1 Pharmacokinetics and pharmacodynamics of R- and S-verapamil and R- and S-norverapamil were studied at steady state following administration of 180 mg verapamil delivered by a controlled-release gastrointestinal therapeutic system (COER-verapamil). 2 Of the 30 young (19 to 43 years) and 30 elderly subjects (65 to 80 years) enrolled, approximately half of each age group were women; all subjects were healthy and none were smokers. 3 Mean R- and S-verapamil and R- and S-norverapamil C-max, C-min, and AUC values for elderly subjects were 1.2 to 2.2 times greater than those for young subjects; these differences were statistically significant at P < 0.05. Median t(max) values for max young and elderly subjects were not significantly different for any enantiomer.

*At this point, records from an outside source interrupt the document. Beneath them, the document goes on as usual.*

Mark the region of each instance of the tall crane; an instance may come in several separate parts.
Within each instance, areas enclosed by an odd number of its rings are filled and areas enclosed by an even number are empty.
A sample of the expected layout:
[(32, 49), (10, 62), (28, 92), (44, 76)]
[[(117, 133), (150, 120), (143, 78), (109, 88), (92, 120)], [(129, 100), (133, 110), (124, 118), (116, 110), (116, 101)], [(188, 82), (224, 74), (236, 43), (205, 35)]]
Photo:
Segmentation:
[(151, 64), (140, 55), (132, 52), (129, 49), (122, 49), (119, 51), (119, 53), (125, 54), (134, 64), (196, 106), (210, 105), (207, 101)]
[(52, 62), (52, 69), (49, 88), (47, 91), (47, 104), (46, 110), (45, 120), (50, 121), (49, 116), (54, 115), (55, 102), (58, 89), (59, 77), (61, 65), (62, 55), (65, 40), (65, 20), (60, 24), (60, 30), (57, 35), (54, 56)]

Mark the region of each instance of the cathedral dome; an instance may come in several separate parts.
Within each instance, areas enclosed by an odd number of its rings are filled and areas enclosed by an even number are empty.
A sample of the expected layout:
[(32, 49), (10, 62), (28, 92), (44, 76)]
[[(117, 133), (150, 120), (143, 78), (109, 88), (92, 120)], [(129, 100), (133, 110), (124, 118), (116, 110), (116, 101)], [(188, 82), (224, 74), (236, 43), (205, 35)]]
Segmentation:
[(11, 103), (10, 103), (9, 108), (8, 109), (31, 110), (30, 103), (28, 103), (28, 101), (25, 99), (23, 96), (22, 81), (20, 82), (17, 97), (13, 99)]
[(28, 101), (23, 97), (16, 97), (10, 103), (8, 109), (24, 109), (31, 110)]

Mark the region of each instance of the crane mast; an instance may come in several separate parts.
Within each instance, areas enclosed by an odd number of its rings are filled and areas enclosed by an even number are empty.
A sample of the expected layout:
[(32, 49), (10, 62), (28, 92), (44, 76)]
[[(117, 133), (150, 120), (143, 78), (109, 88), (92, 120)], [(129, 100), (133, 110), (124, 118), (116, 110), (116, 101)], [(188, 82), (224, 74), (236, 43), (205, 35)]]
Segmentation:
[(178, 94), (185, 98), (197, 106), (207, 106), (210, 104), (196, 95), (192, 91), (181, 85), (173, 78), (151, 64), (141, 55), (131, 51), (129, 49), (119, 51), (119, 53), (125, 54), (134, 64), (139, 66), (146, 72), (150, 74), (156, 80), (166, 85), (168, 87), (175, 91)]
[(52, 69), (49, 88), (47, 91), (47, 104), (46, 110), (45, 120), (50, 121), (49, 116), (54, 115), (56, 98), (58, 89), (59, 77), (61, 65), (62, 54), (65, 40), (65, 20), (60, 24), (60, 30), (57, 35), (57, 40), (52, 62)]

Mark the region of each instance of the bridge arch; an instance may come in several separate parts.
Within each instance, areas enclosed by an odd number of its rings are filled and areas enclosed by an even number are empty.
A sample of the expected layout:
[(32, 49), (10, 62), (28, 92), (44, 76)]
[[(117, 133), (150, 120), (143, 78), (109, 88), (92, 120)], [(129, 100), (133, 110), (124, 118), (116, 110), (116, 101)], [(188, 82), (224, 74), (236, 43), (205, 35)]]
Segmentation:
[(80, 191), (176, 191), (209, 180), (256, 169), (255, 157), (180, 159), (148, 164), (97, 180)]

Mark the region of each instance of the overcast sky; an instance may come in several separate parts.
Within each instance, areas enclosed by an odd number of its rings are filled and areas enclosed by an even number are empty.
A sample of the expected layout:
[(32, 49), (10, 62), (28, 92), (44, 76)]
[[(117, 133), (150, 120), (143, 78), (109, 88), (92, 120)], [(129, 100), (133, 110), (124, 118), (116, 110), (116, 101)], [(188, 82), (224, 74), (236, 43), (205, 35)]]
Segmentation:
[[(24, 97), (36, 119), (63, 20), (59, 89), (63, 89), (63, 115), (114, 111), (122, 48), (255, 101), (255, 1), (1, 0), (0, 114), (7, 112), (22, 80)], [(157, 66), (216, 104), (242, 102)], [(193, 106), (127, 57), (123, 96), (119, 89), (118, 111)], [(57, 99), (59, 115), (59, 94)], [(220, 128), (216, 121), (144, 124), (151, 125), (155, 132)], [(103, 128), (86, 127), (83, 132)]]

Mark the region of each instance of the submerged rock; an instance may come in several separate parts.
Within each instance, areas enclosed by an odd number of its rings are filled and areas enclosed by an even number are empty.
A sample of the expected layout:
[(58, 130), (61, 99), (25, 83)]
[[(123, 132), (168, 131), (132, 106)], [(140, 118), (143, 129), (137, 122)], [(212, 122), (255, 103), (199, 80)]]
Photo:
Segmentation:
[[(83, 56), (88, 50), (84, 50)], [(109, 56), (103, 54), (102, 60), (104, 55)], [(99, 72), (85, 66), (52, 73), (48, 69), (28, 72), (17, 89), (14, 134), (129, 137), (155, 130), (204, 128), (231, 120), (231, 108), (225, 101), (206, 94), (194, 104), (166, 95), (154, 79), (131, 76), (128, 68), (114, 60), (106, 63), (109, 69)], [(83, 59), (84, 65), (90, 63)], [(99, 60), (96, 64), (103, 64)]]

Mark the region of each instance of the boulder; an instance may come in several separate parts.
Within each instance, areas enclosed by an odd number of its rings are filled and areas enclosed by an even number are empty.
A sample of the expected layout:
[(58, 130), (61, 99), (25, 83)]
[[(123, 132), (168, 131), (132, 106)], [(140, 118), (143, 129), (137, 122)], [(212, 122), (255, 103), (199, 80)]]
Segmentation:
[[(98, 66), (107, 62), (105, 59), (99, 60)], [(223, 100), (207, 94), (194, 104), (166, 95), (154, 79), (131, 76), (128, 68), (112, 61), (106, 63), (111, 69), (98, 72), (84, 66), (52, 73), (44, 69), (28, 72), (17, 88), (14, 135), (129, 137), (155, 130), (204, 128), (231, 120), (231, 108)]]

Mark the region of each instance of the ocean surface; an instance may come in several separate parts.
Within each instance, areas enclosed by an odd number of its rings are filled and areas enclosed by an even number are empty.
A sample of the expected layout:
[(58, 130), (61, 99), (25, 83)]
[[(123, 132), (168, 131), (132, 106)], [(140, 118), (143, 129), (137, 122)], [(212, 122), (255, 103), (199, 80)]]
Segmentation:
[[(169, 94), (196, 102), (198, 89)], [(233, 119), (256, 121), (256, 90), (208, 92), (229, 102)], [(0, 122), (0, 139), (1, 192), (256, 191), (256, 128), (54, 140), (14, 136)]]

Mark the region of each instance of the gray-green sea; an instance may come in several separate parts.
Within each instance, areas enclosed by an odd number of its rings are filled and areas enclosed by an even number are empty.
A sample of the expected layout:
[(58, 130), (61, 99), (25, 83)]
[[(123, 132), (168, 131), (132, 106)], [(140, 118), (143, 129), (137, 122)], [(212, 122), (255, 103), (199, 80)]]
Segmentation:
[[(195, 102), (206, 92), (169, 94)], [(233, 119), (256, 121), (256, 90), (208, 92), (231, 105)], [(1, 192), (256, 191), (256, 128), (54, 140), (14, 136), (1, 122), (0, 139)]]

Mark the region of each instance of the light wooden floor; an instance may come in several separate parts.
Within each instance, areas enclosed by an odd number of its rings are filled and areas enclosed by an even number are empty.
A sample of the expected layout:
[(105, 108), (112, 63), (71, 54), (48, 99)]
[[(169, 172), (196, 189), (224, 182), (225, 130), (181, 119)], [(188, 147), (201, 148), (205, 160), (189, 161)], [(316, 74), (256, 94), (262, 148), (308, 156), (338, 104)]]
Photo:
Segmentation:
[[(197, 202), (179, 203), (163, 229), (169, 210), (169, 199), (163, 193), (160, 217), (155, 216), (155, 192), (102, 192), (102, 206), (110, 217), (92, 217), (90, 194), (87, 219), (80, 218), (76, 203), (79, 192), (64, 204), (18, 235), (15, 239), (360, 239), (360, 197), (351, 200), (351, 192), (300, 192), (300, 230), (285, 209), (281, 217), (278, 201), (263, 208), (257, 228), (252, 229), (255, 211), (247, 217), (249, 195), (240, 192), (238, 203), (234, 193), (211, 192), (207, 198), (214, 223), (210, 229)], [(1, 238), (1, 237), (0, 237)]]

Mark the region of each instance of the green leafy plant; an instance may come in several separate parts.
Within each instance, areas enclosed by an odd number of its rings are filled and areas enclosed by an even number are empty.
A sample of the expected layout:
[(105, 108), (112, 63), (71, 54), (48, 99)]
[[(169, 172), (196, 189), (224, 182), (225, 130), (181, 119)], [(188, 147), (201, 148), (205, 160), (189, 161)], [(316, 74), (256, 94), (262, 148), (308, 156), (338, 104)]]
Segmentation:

The mean half-life values of R- and S-verapamil for elderly subjects were approximately 20 h compared with approximately 13 h for young subjects, respectively. The mean half-life values of R- and S-norverapamil for elderly subjects were approximately 31 h and 20 h, respectively, compared with approximately 19 h and 21 h for young subjects, respectively. 4 In both age groups, the mean plasma verapamil concentrations of each enantiomer were higher for women than for men at all time points. 5 Mean arterial pressure (MAP) had a significant correlation to R- (r(2) = 0.86) and S-verapamil (r(2) = 0.87) concentration values that was not influenced by either gender or age of the patient. Change in PR-interval also had a significant correlation to R- and S-verapamil concentration values. However, the sensitivity of the response to changes in R- and S-verapamil concentration values in elderly subjects was about 1/5 of that in younger subjects.